Gustave ne peut ici s'empêcher de verser quelques larmes au souvenir des tendresses et de la bonté de sa mère. Tous les enfants pleurent aussi; surtout la petite Amélie, dont la mère se trouvait à l'instant même attaquée d'une dangereuse maladie.

"Eh bien, mes amis, notre maison, au milieu de tous ces arbres, ressemblait à un charmant petit palais. Il y avait un perron par lequel on descendait au boulingrin; deux balcons, un de chaque côté du perron-celui du salon, et celui de la salle à manger; tous deux étaient ornés de pots de fleurs, qu'Estelle, que vous voyez là, ne manquait pas d'arroser tous les matins. Moi, j'avais soin de la vigne, des jasmins, des rosiers, et des clématites, qui grimpaient le long d'un treillis tout à l'entour des fenêtres. Oh! que c'était joli tout cela!

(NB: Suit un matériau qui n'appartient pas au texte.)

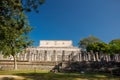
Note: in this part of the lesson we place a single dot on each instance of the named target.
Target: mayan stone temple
(52, 50)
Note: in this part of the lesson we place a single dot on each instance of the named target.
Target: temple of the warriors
(52, 50)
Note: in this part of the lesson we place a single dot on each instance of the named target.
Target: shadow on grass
(65, 76)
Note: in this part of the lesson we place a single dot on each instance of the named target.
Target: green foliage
(98, 47)
(14, 28)
(86, 41)
(115, 46)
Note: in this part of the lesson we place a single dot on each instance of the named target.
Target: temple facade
(52, 50)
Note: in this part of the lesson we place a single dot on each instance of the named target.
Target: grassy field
(45, 75)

Même les petites croisées des

chambres à coucher avaient des fleurs de toutes sortes; car papa y avait fait mettre de longues caisses, où nous semions du réséda, des balsamines, des pois de senteur, et toutes les graines que le jardinier nous donnait, quand il avait fini d'en semer au jardin. Il me semble les voir encore, toutes ces jolies fleurs, et ces papillons qui venaient s'y reposer, et ces abeilles dont le doux bourdonnement nous donnait l'idée d'une fanfare lointaine de petites trompettes et de petits clairons. Quel dommage que papa ait vendu cette charmante demeure! Mais aussi comment pouvoir s'y plaire après la mort de maman? Oui, il a bien fait de la vendre; nous y pleurions si souvent tous ensemble, lorsque nous étions réunis dans le bosquet où elle aimait tant à nous voir autour d'elle. "Ce bosquet se trouvait au bout du boulingrin, faisant face à la rivière.

Le

jardin s'étendait à droite et à gauche, flanqué d'arbres fruitiers, et complètement enclos d'une haie superbe d'aubépine, dans laquelle il y avait des oiseaux; mais des oiseaux! je n'en ai jamais vu tant de toute ma vie.

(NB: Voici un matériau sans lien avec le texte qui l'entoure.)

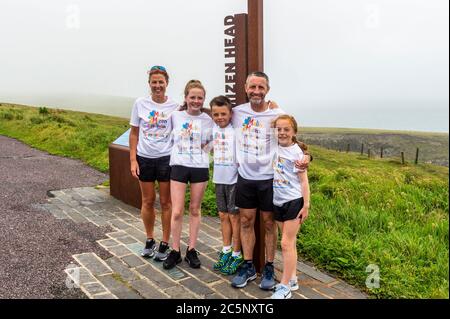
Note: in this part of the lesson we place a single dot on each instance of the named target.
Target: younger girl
(290, 198)
(192, 129)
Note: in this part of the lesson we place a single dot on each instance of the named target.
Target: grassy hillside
(364, 211)
(433, 147)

"En faisant le tour des plates-bandes, et en traversant un petit bois, composé de lilacs, de noisetiers, de seringats, et d'autres arbustes odoriférants, on arrivait sur le bord de l'eau. Notre jardinier, qui nous aimait beaucoup, avait construit dans cet endroit, pour nous surprendre, un petit banc de bois, sur lequel nous allions apprendre nos leçons tous les soirs au coucher du soleil, lorsqu'il n'avait pas plu pendant la journée. C'est un plaisir que je regrette encore très-souvent. Le bord opposé de la rivière était si joli ! On y voyait d'un côté des champs de blés à perte de vue; de l'autre, des montagnes; et, par ci par là, le clocher

ou bien la tour de quelque charmant petit hameau, tel que ceux que dessinait quelquefois pauvre maman.

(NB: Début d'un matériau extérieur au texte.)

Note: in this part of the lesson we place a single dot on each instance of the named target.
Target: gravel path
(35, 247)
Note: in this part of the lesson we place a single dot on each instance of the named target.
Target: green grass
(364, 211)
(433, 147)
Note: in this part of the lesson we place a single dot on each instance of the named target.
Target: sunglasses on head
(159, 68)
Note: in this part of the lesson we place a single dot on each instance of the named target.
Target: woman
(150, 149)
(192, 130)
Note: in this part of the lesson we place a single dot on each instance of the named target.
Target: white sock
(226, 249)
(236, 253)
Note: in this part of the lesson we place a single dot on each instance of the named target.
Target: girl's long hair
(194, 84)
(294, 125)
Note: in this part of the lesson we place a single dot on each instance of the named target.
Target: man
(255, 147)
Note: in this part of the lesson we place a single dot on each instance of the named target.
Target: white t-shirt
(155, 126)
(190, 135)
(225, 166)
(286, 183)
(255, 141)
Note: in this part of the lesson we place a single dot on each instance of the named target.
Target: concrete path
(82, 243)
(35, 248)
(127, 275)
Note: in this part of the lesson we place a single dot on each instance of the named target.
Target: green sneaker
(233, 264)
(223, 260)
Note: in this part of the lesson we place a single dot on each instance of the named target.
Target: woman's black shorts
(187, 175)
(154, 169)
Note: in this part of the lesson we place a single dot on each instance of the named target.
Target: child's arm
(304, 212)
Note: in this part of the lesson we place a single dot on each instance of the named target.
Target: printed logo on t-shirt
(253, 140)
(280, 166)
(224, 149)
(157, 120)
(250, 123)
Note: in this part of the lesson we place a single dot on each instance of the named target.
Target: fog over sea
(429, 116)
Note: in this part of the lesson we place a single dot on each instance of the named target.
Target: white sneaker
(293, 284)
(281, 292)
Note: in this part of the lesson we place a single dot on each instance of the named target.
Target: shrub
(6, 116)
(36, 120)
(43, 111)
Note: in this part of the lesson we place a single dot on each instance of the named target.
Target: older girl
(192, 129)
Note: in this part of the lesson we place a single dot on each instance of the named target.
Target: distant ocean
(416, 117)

"J'ai maintenant quinze ans, comme Vous savez, et cependant je n'ai point oublié, et je n'oublierai jamais tous ces plaisirs de mes premières années. En même temps, si je vous donne tous ces détails sur l'endroit où nous demeurions, c'est qu'ils sont nécessaires pour vous faire mieux comprendre tout ce qui regarde les méchancetés de ce malheureux Jean. Cette histoire me fait beaucoup de peine, sous plusieurs rapports; mais comme les dangers de la désobéissance me paraissent si terribles, je ne puis m'empêcher de tout vous raconter, pour que vous en avertissiez d'autres, s'il y en a qui sont assez méchants pour oser désobéir à leurs bons parents."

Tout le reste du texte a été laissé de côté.